TEATRO. Le donne di Benni e Ciccolella

di FRANCESCO GRECO. BRINDISI – La suora colta da raptus sessuali, posseduta dal demonio, cui il convento va stretto: su sette figlie, il padre ha deciso che toccava a lei prendere il velo ma suor Filomena non si è mai rassegnata, la notte sogna di volare fino al Varcano, e poi…. Beatrice innamorata del suo Dante, troppo impegnato però a scrivere versi per pensare al suo desiderio: meglio l’atletico Battistone: gioca a calcio, è alto un metro e 90, è un uomo dotato. Così il sommo poeta è sbeffeggiato nel suo indugiare, la sua innamorata preferisce la passione erotica dei sonetti.

La bellissima licantropa che con la luna piena diventa un po’ pelosa e piena di voglie, ma spaventa gli uomini d’oggi abituati alla bellezza glabra e androgina. Che infatti scappano: hanno paura della sua femminilità troppo impegnativa. E poi la moglie di un militare che vagheggia un golpe con i suoi compari mentre lei stira divise e camice e prepara quantità industriali di caffè. Ma farà una brutta fine…

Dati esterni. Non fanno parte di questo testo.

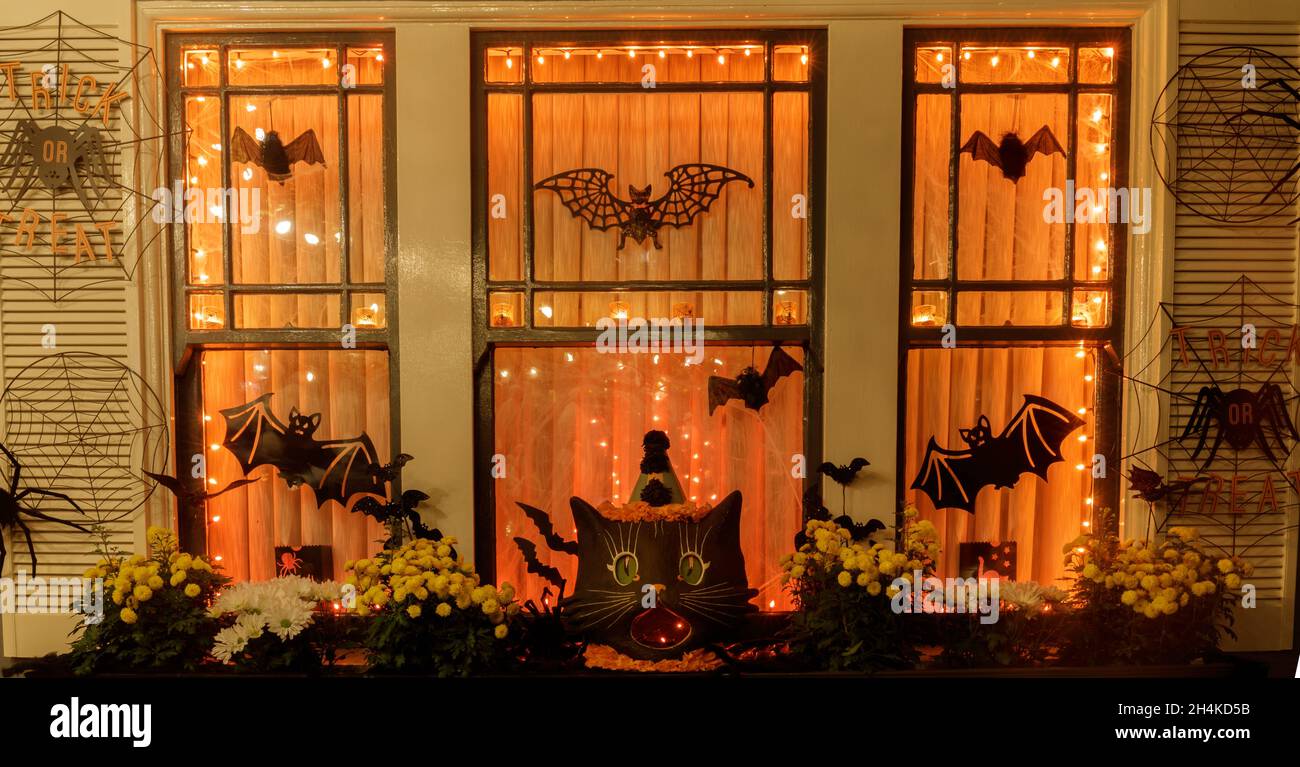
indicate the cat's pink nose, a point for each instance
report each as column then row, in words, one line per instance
column 661, row 628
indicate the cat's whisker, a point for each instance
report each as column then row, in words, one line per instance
column 615, row 616
column 701, row 612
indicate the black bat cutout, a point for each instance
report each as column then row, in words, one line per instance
column 1152, row 488
column 187, row 497
column 844, row 475
column 274, row 156
column 1031, row 442
column 534, row 566
column 750, row 385
column 334, row 469
column 1012, row 155
column 588, row 194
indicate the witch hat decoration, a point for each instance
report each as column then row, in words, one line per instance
column 658, row 484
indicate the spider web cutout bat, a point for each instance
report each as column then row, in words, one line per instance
column 1031, row 442
column 334, row 469
column 1012, row 155
column 274, row 156
column 750, row 385
column 588, row 193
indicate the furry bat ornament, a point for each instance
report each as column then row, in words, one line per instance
column 274, row 156
column 1031, row 442
column 1012, row 155
column 588, row 194
column 334, row 469
column 750, row 385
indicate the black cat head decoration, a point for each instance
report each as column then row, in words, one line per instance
column 655, row 589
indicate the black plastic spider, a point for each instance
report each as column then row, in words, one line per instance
column 12, row 510
column 1243, row 417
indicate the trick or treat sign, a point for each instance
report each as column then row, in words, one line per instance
column 1222, row 454
column 78, row 142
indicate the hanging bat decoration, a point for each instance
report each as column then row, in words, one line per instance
column 750, row 385
column 1152, row 488
column 334, row 469
column 554, row 541
column 190, row 497
column 1031, row 442
column 588, row 193
column 844, row 475
column 814, row 510
column 274, row 156
column 1012, row 155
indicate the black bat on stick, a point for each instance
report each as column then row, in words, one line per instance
column 274, row 156
column 1031, row 442
column 334, row 469
column 1012, row 155
column 750, row 385
column 588, row 193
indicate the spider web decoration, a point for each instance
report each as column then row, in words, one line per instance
column 1226, row 151
column 92, row 170
column 1208, row 502
column 86, row 425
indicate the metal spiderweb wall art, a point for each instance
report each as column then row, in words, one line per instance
column 81, row 148
column 1218, row 450
column 1225, row 135
column 87, row 427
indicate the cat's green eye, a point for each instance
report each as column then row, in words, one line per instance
column 624, row 568
column 692, row 568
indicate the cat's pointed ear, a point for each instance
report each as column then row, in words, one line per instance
column 585, row 518
column 724, row 518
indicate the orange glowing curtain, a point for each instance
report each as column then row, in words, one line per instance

Sono alcune delle donne di Stefano Benni, una gallery molto folta, in chiave corrosiva, a tratti feroce, allineate in “Nuda” e ora rivisitate e messe in scena dal regista brindisino Maurizio Ciccolella e interpretate con grande aderenza alla pelle dei personaggi (metodo Stanislavskij) e intenso pathos dalle attrici Rita Greco (Mesagne) e Sara Ercolani (Gagliano del Capo). Lo spettacolo è preceduto da un corto di 20 minuti altrettanto emozionante, prodotto da “Talia”, che è anche la scuola di recitazione di Ciccolella.

Il tema è dunque attualissimo: l’identità della donna del XXI secolo, la sua complessità ontologica, nevrosi e schizofrenie, fra carriera e famiglia, sospesa fra modelli imposti dall’aggressività dei media (basti pensare a Beautiful) e bisogno di ricavarsi una sua specificità dettata dal post-femminismo, per non farsi portare alla deriva di mode imposte da pubblicitari, stilisti, opinion-maker. Il cortometraggio (bella la recitazione, la fotografia e le musiche, Ciccolella firma soggetto, sceneggiatura e regia).

DOMANDA: Benni, perché? R. "Ho sempre apprezzato Stefano Benni, già da quando, famelico di opere teatrali, da giovanissimo, cercavo autori meno convenzionali per sperimentare le mie prime interpretazioni. Poi l'incontro con il suo testo, che mi dava l'opportunità di fare ironia a 360° gradi senza tema di cadere nel disprezzo dei benpensanti".

D. Le donne dipinte dallo scrittore e messe in scena nel suo spettacolo possono essere considerate degli archetipi del nostro tempo, una sintesi di quelle che ci vivono intorno: madri, mogli, sorelle, compagne, amanti? R. "Secondo il mio punto di vista possono essere archetipi dell'essere umano. Certamente hanno tratti, per così dire, femminili, ma le dinamiche sono generalizzabili anche agli uomini".

D. Nel cortometraggio marito e moglie si parlano via app: la solitudine delle nostre vite e nei rapporti è accentuata dalla nuove tecnologie e rende le distanze abissali: è una situazione definitiva o possiamo ancora recuperare i rapporti? R. "Questo andrebbe chiesto a un sociologo, o più tosto a un chiaroveggente! Scherzi a parte, penso che la solitudine ci sia sempre stata, oggi ha questa faccia".